Due to the unpredictability of the pandemic, teachers have faced many last-minute changes and details.

“Communication has been tricky this year since so many things have changed quickly as new information or rules come out,” Stucynski said. “Changes were definitely communicated last minute, but that’s also because they had to be decided last minute given the nature of this pandemic being constantly changing.”

And due to this changing nature of the pandemic, there have been times when teachers are looped into communication at the same time as students and families. For example, the mid-November switch from hybrid learning to an exclusively online model was communicated in a staff meeting one day prior to the shift, according to Connell.

Since the start of the year, though, communication between teachers and administration has evolved.

“(At the beginning) they weren’t as responsive as teachers would want but they got around talking to everybody,” Dockter said. “I’m sure there’s probably some teachers out there that felt their concerns were not addressed, or were not addressed in a timely manner, or the resolution that was offered was not the one that they were hoping for. But I think that the district made efforts to address everybody’s concerns.”

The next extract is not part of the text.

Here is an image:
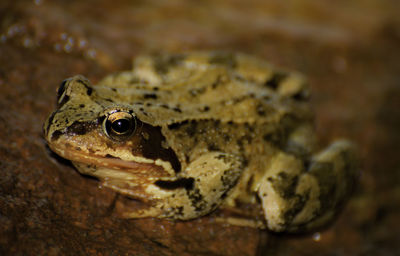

One way the district has sought teachers’ input is through surveys, which were sent out during the summer and throughout the school year. Some of these surveys came from the district, others from the teachers union, and some directly from the state of Minnesota.

Additionally, there are working groups that meet with district administration to advocate on behalf of teachers. One such group, which Connell is part of, is the Incident Command Team, an assemblage of staff members that was initiated as part of an executive order from Gov. Tim Walz.

Now, more than ever, teachers are “empowered,” as Connell puts it, to communicate with their supervisors and district administration – or even the school board directly. As president of the teachers union, Connell encourages such activity, which allows teachers to reflect on concerns that include increased stress levels.

“There’s a really heightened sense of anxiety right now, because of this pandemic,” Connell said. Results from the surveys, according to Connell, reveal the overwhelming levels of stress teachers are facing right now, with changing learning models and the subsequent added workload alongside the general safety concerns of the pandemic.

“There are always frustrations,” he said. “But there has been a pretty substantial amount of communication work where these teachers are allowed to voice their concerns, and sometimes it’ll come through me.”

When asked what administration could do to facilitate more communication, Connell says the answer is “flexibility,” which is key for teachers to communicate their concerns through their working groups.

Of the concerns brought on by the pandemic, perhaps the most difficult is teachers’ struggles to establish relationships with students.

“It’s harder to make connections with students over computer screens and deal with some technology difficulties,” Stucynski said. “There are a lot of activities that don’t translate as well to distance as they do to being in-person, but it has also made me try to be more creative on workarounds.”

However, with the online-only learning model now in place, she admits things are easier since they don’t have to split the students between several groups.

As adjustments continue, Dockter sees the pandemic as a potential catalyst for innovation.

“The structure of school itself – having to attend school in a building, having to attend class in a classroom – was a crutch, a crutch that we were dependent upon and not very willing to move away from,” Dockter said. “But we found with the pandemic, that crutch has been taken away, having to deliver instruction in a lot of different ways.”